1:9 covenant.  Between Hiram, king of Tyre, and David and Solomon, apparently including a prohibition against selling Hebrews into slavery.

The Ryrie Study Bible, footnote on Amos 1:9, p. 1359

 

Amos 1:11-12-Prophecies concerning the judgment of Edom.

Edom…had continued hostilities (Obadiah 10-12).

 

Amos 1:13-15-Prophecies concerning the judgment of Ammon.

Ammon…had attacked Gilead (2 Kings 8:12; 15:16).

 

Amos 2:1-3-Prophecies concerning the judgment of Moab.

Moab…had heathen practices (2 Kings 3:27).

 

Amos 2:4-5-Prophecies concerning the judgment of Judah.

Judah…had neglected God’s Law and not been faithful to follow it (Amos 2:4; 2 Chronicles 3-19; 2 Kings 25:9).

 

Amos 2:6-16-Prophecies concerning the judgment of Israel.

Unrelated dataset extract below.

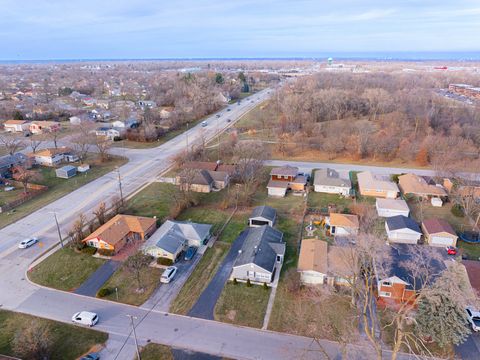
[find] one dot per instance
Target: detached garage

Israel (2 Kings 17:17-23)…had greed, immorality, drunkenness, failed to recognize God’s sovereign care for them in the past, and forced those who tried to be faithful to God to commit sinful acts (Nazirites were forbidden to drink wine-cf. Numbers 6:1-21).

 

God Judges Israel                               Amos 3-6

 

Amos 3             The Call of God to Return to Him for Help

 

Amos began his message by first proclaiming judgment on the nations that had historically caused so many troubles for Israel.  The people loved this.  Then he turned his message back upon the people of Israel and finally included Judah.  He told them that that made their sin even greater!  They were indifferent towards God…and saw religion as merely an outward pattern.

 

Amos 3:1-2        The Cause and Effect of Privilege

The “entire family” means all 12 tribes of Israel.  Because they had a higher standing with God…they would suffer a higher degree of judgment.

 

Amos 3:3-6        The Cause and Effect of Events

God uses warnings found in nature as an illustration that nothing happens without a warning.

 

Amos 3:7-8        The Cause and Effect of Prophecy

God says that He had sent plenty of warnings ahead of time of His coming judgment.

 

Amos 3:9-15      The Cause and Effect of Judgment

Sometimes when a shepherd tries to rescue a sheep that is in the mouth of a lion…all he gets is an ear, or a leg…just a small part of the sheep.  Even so, only a small part of Israel will be rescued from its attackers.

 

Prayer: Lord, we have had the prophecies of the Old Testament far longer than the people of Amos’ day.  And yet, we seem to be following the same course of sin as they did.  Please help us to hear and understand You, Lord.  Our hearing is bad.  Our heads are hard.  Our hearts are cold.  On our own, we will never turn from sin.  So, I plead with You…give us not just the conviction of sin, but also the power to turn from sin and to repent of sin.